One of the workers said: 'The word is that the camp is going to be closed, and to be honest that has to be a good thing because it's becoming harder and harder to handle the situation here.

'There are simply too many of them and it's growing all the time. I don't see how the officials can do anything else?

'People in this camp are those that are determined to get to the EU as quickly as possible, but the borders are closed.

'They are trying everything, but when they are caught they are simply sent back here.

'There are also those who have been told there was a problem with their documents, and were sent back, but none of them are being given proper information.'

Aid workers have been struggling to clamp down on an outbreak of illness in Idomeni particularly among children, with ambulances being sent from Athens to pick some of the more seriously affected.

As well as being unhygienic, it is also the base from which refugees have been making frequent attempts to illegally cross the border, by cutting holes in the fence and sneaking through.

The site of Macedonian armoured personnel carriers fitted with machine guns stationed along the border has done little to deter them.

Father-of-six Ahmed Hasan, 47, is one of those who accepted a place at a nearby camp together with his wife Syher, 37, who was a maths teacher at their home in the eastern Syrian city of Deir Ezzor before becoming a refugee.

The couple are there with their children including his youngest daughter Drand, who is one year old, Massa aged 5 and his oldest daughter Aya aged 13.

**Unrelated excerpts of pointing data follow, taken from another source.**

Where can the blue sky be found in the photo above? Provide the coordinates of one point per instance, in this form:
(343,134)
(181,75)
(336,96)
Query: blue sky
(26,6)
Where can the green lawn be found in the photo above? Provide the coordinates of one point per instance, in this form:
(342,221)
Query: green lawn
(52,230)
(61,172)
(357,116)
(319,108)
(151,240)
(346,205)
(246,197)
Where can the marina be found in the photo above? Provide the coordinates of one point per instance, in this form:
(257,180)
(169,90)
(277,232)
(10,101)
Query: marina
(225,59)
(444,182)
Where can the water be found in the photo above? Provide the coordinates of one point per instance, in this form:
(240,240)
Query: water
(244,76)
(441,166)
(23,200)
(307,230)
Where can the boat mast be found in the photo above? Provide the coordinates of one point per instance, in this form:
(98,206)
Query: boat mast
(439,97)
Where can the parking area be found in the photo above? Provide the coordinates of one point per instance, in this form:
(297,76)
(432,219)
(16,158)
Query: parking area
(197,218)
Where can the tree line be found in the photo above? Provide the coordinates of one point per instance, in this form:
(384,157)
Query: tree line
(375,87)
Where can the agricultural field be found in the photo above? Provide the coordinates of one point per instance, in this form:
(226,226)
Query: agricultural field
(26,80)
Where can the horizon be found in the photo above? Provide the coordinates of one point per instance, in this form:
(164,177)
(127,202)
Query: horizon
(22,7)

His boys Omar, 11, Maxhit, 10, and Muhamed, 17, were playing football.

He said: 'We have been here five days now. Because of the children, we wouldn't consider putting them through the ordeal of staying in Idomeni. We get fresh fruit and sandwiches every day, and it's much better here than at Idomeni.

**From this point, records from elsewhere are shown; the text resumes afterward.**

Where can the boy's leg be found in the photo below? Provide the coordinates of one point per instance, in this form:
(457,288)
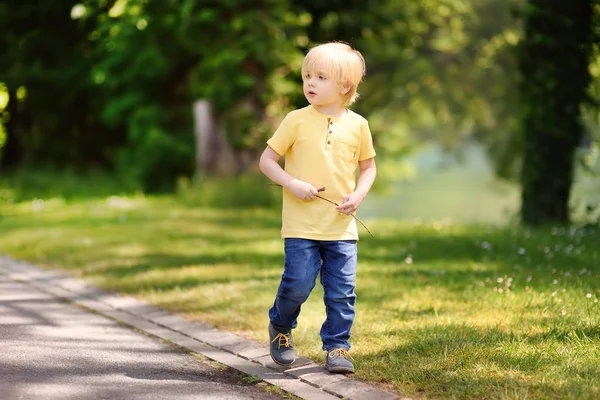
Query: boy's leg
(301,267)
(302,264)
(338,277)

'I went there briefly just to see how it was and realised we were much better off here, there are around 1,200 people, and it's a lot cleaner.

'We have all registered and are just waiting to hear when we can be relocated stop without which EU country we end up in, we just want to have a safe life.'

More than a million people have crossed the Aegean Sea into Greece since the start of 2015, many from Syria, Afghanistan and Iraq and most aiming to reach wealthy Germany, Austria and Scandinavia.

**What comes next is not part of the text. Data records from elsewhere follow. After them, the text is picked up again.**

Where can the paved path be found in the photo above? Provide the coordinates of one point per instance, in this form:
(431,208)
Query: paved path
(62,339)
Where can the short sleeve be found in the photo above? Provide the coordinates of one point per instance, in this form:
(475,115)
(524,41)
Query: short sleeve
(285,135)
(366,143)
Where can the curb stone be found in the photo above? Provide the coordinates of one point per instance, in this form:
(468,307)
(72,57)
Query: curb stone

This has caused deep divisions among EU members about how to deal with Europe's worst migration crisis since World War Two and put German Chancellor Angela Merkel under severe pressure domestically over her open-door asylum policy.

Merkel hopes that a mooted deal with Turkey discussed at an EU summit on Monday, and due to be finalised on March 17-18, will be the answer, with Turkey offering to take back all illegal migrants landing on the Greek islands.


Turkey, currently hosting 2.7 million refugees escaping the five-year-old civil war in neighbouring Syria, is the main springboard for migrants making the perilous sea crossing to Greece.


Ankara proposed an arrangement under which the EU would resettle one Syrian refugee from camps in Turkey in exchange for every Syrian that Turkey takes from Greece, in a bid to reduce the incentive for people to board boats for Europe.


In return though, Turkey wants €6billion ($6.6billion) in aid, visa-free access for Turkish citizens to Europe's passport-free Schengen zone and a speeding up of Ankara's efforts to join the EU.

European Commission chief Jean-Claude Juncker called the plan a 'real game-changer' and insisted it was 'legally feasible', but it has sparked concern from UN refugee chief Filippo Grandi and others.

'As a first reaction I'm deeply concerned about any arrangement that would involve the blanket return of anyone from one country to another without spelling out the refugee protection safeguards under international law,' Grandi told the European Parliament.


Rights group Amnesty International said the proposal was full of 'moral and legal flaws' and along with Human Rights Watch challenged the idea that Turkey was a 'safe country' to which migrants could return.